Jetzt wo der Anschluss wieder funktioniert, macht eine Fristsetzung zur Behebung des Problems keinen Sinn (weil das Problem ja behoben worden ist), entsprechend ist §314 nicht anwendbar, der ja eine vorherige Fristsetzung voraussetzt. Wenn das Problem wieder auftaucht, solltest du sofort einen Brief schreiben, in dem du eine Frist zur Behebung des Problems festsetzt.

Aber es gibt noch eine andere Möglichkeit aus dem Vertrag rauszukommen, das ist aber etwas kniffliger.

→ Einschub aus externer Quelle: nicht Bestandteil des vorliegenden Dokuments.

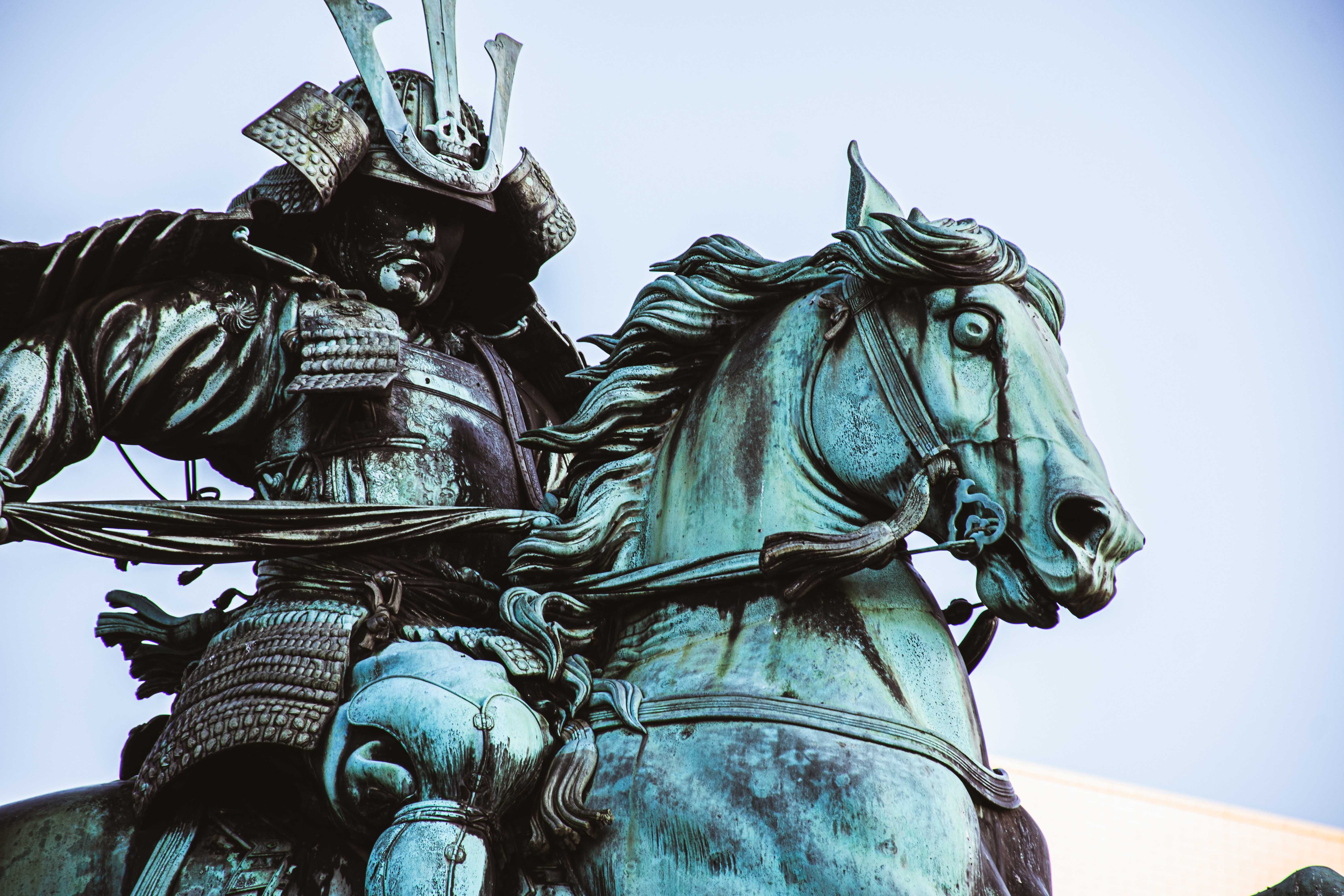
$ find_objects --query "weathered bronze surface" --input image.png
[0,0,1328,896]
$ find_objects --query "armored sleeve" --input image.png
[0,274,298,486]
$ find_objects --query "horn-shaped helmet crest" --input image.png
[327,0,523,196]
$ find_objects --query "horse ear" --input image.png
[844,140,905,230]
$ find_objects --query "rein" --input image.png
[589,693,1021,809]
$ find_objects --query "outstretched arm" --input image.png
[0,274,298,500]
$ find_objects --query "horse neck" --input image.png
[644,298,866,563]
[616,298,984,756]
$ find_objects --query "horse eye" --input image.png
[952,312,995,351]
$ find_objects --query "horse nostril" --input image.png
[1055,497,1110,554]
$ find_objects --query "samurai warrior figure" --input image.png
[0,0,599,896]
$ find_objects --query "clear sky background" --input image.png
[0,0,1344,826]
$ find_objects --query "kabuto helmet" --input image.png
[230,0,574,298]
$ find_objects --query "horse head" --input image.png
[810,145,1144,627]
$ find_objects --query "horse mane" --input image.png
[508,215,1064,580]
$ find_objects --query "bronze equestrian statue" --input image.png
[0,0,1344,896]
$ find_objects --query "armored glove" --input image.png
[323,642,551,896]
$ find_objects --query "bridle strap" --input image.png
[844,275,956,470]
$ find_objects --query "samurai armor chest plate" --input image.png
[257,341,543,508]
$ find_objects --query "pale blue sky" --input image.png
[0,0,1344,825]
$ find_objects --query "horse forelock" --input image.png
[509,216,1064,578]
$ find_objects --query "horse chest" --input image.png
[605,571,982,756]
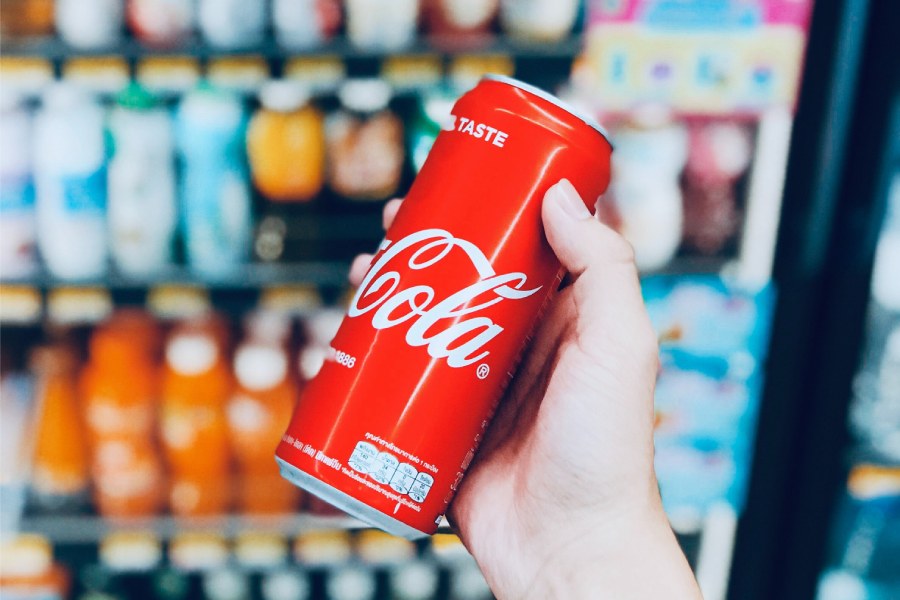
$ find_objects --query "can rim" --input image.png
[481,73,612,146]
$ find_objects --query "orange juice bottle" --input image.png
[228,339,300,513]
[31,344,88,509]
[247,80,325,202]
[0,534,72,600]
[82,315,163,516]
[160,321,232,516]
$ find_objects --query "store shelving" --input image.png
[21,513,368,544]
[0,35,582,60]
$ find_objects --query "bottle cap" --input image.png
[234,342,288,392]
[116,82,159,110]
[326,567,375,600]
[100,531,162,571]
[338,78,393,113]
[259,79,310,112]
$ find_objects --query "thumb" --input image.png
[542,179,657,362]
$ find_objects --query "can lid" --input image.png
[482,73,612,146]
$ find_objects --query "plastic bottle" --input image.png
[247,80,325,202]
[325,566,376,600]
[56,0,125,50]
[82,318,163,517]
[31,345,88,510]
[0,534,71,600]
[408,91,455,173]
[228,340,300,514]
[176,85,252,277]
[0,91,37,277]
[609,114,687,271]
[197,0,266,48]
[260,569,312,600]
[345,0,419,50]
[127,0,195,46]
[389,560,438,600]
[0,0,53,36]
[423,0,500,39]
[326,79,404,200]
[109,84,176,276]
[161,320,232,515]
[272,0,341,50]
[684,121,752,254]
[500,0,581,42]
[33,83,107,279]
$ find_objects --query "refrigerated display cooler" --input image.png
[0,0,896,599]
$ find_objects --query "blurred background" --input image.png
[0,0,900,600]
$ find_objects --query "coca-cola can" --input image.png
[276,76,612,539]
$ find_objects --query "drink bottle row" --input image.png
[2,309,342,517]
[0,79,414,279]
[0,79,753,280]
[0,531,493,600]
[0,0,582,50]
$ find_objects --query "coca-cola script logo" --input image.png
[347,229,541,368]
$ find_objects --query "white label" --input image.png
[409,473,434,502]
[371,452,400,484]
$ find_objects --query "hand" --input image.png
[350,180,700,600]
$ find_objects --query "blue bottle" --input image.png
[175,84,252,279]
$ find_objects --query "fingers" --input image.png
[381,198,403,231]
[347,254,372,287]
[542,179,656,361]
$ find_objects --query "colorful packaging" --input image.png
[422,0,500,39]
[161,320,233,516]
[272,0,341,49]
[500,0,581,42]
[276,77,612,538]
[247,80,325,202]
[326,79,404,200]
[56,0,125,50]
[228,339,300,514]
[345,0,419,50]
[642,275,774,518]
[109,84,177,276]
[81,313,164,517]
[30,345,88,510]
[34,83,107,279]
[603,114,687,271]
[127,0,194,46]
[175,86,252,277]
[0,93,37,277]
[197,0,266,48]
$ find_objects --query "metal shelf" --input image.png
[0,34,582,60]
[19,513,368,544]
[0,261,350,290]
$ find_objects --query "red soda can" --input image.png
[276,76,612,539]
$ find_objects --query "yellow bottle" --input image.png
[247,80,325,202]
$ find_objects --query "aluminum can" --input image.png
[276,76,612,539]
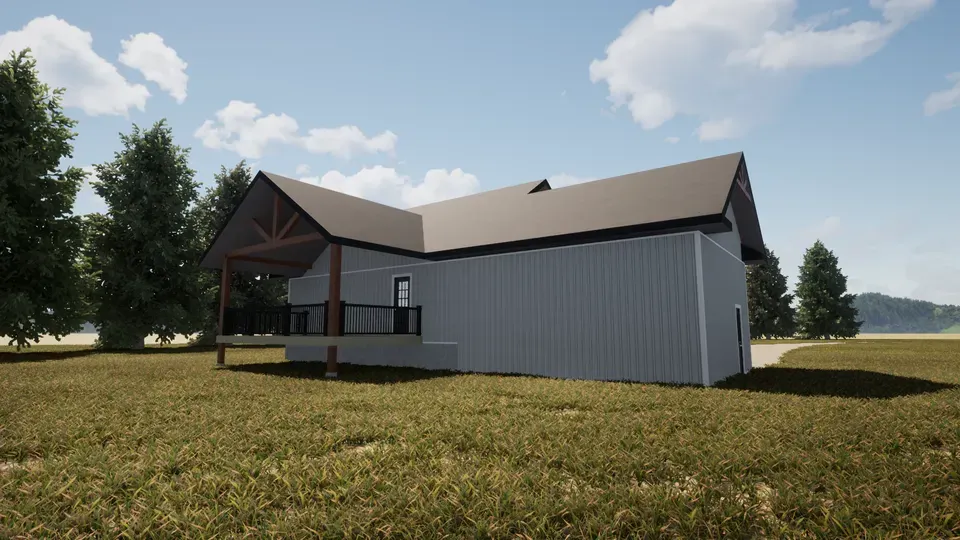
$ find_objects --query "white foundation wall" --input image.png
[287,233,702,383]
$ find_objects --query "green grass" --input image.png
[0,340,960,538]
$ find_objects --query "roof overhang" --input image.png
[201,153,764,277]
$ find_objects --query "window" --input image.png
[393,275,410,307]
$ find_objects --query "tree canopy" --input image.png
[747,246,796,338]
[0,50,85,348]
[88,120,203,348]
[797,240,862,339]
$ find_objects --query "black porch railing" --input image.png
[223,302,422,336]
[340,302,421,336]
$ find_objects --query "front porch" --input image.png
[201,172,432,377]
[217,301,422,346]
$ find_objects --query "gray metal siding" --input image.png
[700,236,751,384]
[288,233,702,383]
[304,246,425,276]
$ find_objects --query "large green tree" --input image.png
[196,161,287,344]
[0,50,85,348]
[747,246,796,338]
[797,240,862,339]
[87,120,202,349]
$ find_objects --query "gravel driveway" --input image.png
[750,342,838,367]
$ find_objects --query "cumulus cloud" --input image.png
[590,0,935,140]
[923,72,960,116]
[296,163,310,176]
[0,15,150,116]
[547,173,596,188]
[695,118,744,141]
[303,126,397,159]
[301,165,480,208]
[194,100,397,159]
[73,165,107,215]
[120,32,188,103]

Falls der Anschluss wieder gesperrt wird, was dir schon von der Hotline als Möglichkeit in Aussicht gestellt wurde, könntest du als "wichtigen Grund" deklarieren, dass für ein ungestörtes Vertragsverhältnis negative Zukunftsaussichten bestehen, eben weil es dir immer wieder es passieren kann, dass dir die T-COM den Anschluss (zu unrecht) sperrt und du wieder Schaden erleidest. Das findest du aber nicht im Gesetz, dass ist durch Rechtssprechung so akzeptiert worden. Bei sowas ist wohl nur der Weg zum Anwalt ratsam (sonst nimmt das die T-COM nicht ernst, obwohl es Rechtsprechung ist). In diesem Fall wäre sogar eine vorherige Fristsetzung bzw. Abmahnung entbehrlich, weil ja keine Besserung zu erwarten ist, und sogar die T-COM sagte, dass sie da nichts machen können/wollen. > §323 II Nr.1 BGB dazu lesen.



kays schrieb:


> Was würde denn passieren wenn ich einfach nicht mehr zahlen würde ? Das sie den Anschluss sperren ist klar doch wird der Anschluss nach einer gewissen zeit gekündigt von Seiten der T-Com ?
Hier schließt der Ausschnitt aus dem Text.